The survey, distributed via email, asks Colgate employees to share information about their commuting habits such as how often they drive themselves to campus, the distance they drive each time, and the fuel efficiency of their vehicle. This data helps us determine commuting emissions and our overall annual Greenhouse Gas footprint. We have been tracking this data since 2009 as we strive to achieve carbon neutrality by 2019.
319 people representing an impressive 31% of Colgate employees completed this year’s survey. The results provided us with some interesting insights. The average Colgate commuter traveled 3,916 miles to and from work last year, using 156 gallons of gasoline and emitting 2,700 lbs of carbon dioxide in the process. When compared to the average American commuter, the average Colgate commuter traveled a shorter distance to work last year, but used more gallons of gasoline. This suggests that the average Colgate commuter uses a vehicle that is less fuel-efficient than that used by the average American commuter.
In total, Colgate commuters traveled 3,991,229 miles last year and used 150,027 gallons of gasoline. That’s enough travel to go to the moon and back more than eight times! These numbers mark an average increase of 19 gallons per commuter last year from the previous year and the highest numbers since 2013. On the positive side, about 20% of respondents to this year’s survey indicated that they walked or rode a bike to campus at least once per week, with an average of 3.5 days per week – a number that was constant across all seasons. This marks a 5% increase in the number of Colgate employees walking or riding a bike from last year’s average of 15%. Last year’s numbers were also less consistent, with more respondents walking or biking to campus in the summer and fall semester than in the spring semester.

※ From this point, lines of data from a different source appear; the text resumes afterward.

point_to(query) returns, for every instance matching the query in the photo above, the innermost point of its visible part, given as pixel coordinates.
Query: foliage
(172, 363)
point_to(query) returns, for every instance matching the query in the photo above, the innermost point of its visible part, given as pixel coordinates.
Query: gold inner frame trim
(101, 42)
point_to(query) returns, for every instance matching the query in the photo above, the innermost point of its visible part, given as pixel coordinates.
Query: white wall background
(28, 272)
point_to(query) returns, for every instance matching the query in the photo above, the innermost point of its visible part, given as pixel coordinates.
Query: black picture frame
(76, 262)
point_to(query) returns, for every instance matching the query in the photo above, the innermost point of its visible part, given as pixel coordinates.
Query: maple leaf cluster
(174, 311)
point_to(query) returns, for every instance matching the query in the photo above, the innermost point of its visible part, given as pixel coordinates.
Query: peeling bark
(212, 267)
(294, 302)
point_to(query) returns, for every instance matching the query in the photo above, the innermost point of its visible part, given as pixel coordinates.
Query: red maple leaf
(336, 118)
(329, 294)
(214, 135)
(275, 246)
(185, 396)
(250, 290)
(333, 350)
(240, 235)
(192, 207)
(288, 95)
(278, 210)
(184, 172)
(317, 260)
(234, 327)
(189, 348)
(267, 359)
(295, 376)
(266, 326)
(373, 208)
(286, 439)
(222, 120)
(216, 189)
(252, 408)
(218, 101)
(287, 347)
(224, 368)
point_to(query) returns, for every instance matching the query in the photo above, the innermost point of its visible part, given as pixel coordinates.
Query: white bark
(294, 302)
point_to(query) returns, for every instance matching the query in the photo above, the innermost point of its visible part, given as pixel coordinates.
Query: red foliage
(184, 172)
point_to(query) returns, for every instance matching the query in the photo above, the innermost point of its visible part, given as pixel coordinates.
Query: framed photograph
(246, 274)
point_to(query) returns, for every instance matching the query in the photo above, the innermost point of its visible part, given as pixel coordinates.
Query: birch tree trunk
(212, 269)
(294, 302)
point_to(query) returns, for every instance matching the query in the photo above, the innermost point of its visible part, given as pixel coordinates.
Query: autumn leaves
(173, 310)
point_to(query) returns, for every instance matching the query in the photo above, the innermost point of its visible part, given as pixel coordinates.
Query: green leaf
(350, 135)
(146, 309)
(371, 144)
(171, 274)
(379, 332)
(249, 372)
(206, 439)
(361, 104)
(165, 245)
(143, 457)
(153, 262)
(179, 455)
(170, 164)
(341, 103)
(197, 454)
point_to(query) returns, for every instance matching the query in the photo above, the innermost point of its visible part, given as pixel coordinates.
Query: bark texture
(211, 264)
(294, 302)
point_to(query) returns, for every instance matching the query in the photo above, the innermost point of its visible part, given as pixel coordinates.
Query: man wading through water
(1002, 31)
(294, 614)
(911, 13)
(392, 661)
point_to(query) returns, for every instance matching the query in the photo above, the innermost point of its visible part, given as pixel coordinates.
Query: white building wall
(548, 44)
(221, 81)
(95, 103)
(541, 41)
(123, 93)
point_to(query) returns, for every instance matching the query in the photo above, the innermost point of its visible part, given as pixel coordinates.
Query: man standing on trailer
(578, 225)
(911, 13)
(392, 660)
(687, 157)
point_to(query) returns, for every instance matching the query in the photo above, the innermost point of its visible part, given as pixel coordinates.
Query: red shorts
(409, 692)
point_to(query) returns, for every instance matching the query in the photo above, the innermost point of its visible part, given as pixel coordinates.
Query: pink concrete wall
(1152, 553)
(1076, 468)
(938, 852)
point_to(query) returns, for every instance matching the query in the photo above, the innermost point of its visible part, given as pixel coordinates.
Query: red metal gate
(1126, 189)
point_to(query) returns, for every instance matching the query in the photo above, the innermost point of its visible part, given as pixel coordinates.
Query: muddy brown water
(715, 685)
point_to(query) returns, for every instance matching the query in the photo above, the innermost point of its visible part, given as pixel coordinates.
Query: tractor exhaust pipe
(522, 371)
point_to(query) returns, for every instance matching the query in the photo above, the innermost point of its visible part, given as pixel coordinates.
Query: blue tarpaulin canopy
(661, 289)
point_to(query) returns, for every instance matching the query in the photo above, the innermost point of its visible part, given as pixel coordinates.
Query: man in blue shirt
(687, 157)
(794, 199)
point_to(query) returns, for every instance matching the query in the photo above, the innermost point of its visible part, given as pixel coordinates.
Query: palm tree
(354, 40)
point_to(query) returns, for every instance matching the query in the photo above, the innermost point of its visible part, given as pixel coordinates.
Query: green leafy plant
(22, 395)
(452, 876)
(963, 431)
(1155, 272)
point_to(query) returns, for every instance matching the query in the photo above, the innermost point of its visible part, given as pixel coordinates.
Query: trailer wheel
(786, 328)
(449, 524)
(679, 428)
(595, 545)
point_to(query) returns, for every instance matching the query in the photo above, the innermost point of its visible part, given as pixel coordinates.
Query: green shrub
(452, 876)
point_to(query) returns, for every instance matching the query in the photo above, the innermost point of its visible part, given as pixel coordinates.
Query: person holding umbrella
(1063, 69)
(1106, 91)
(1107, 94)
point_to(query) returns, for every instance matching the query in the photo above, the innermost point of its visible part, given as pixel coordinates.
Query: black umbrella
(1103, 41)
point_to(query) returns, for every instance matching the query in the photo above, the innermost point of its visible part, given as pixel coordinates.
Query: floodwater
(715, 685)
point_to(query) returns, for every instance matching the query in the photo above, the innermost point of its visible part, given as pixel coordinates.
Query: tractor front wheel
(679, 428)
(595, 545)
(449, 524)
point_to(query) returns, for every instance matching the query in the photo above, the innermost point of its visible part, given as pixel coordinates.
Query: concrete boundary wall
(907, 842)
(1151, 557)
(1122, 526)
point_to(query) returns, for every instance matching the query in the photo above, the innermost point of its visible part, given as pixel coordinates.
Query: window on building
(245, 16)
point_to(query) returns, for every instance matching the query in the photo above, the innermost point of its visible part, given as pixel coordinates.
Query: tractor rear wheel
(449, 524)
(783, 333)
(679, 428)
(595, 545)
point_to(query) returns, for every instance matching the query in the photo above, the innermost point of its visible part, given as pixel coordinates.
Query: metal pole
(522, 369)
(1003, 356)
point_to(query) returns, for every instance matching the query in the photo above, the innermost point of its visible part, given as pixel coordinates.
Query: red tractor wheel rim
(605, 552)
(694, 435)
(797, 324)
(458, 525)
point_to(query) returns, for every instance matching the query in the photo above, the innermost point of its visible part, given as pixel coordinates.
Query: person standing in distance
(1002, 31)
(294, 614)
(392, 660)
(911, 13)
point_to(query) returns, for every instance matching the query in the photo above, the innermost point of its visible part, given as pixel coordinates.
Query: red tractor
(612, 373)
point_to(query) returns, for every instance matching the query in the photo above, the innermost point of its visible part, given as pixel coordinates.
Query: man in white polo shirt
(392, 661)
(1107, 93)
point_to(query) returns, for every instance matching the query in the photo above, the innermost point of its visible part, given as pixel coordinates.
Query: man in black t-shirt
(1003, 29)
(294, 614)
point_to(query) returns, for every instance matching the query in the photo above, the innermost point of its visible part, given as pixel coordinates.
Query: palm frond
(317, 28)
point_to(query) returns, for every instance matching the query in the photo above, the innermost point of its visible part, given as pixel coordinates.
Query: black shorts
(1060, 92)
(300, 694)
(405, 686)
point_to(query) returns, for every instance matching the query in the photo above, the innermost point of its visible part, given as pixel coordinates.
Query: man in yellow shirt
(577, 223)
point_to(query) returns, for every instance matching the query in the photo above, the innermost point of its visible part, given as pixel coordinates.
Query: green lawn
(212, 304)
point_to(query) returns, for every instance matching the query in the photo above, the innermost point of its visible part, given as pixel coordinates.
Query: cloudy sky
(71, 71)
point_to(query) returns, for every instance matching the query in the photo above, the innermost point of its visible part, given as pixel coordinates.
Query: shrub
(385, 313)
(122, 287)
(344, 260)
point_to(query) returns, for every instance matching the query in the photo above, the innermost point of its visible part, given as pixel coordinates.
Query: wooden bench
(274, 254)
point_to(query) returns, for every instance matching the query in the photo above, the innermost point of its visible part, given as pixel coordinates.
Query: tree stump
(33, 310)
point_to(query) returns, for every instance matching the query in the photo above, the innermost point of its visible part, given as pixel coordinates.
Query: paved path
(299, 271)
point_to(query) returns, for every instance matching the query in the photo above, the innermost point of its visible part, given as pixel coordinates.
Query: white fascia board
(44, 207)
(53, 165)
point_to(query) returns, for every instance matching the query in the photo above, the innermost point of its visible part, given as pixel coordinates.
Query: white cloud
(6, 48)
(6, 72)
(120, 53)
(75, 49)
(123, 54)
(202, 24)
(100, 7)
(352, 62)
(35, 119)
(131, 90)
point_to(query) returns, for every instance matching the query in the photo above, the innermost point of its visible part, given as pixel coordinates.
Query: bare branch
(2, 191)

To help Colgate achieve its goal of becoming carbon neutral by 2019, commuters can explore options to decrease the amount of gasoline they use in a year to drive to campus. Driving shorter distances to campus not only saves time and money, but also reduces your carbon footprint. Another option is to invest in a more fuel-efficient vehicle. Several employees have already invested in hybrid or ll-electric vehicles. Reducing the number of days you drive to work can also reduce your carbon footprint. This last option could be accomplished by walking to work when weather and distance permits, working from home with your supervisor’s permission, or by carpooling with another Colgate employee who lives nearby. A number of employees commented on the survey that increased bike lanes would make commuting by bicycle more practical and safe, and suggested a variety of improvements that would make it easier for more people to opt out of driving to campus alone. These suggestions will be carefully considered as we rethink parking and circulation patterns on campus.
In the meantime, thank you as always for all you do to support sustainability on campus.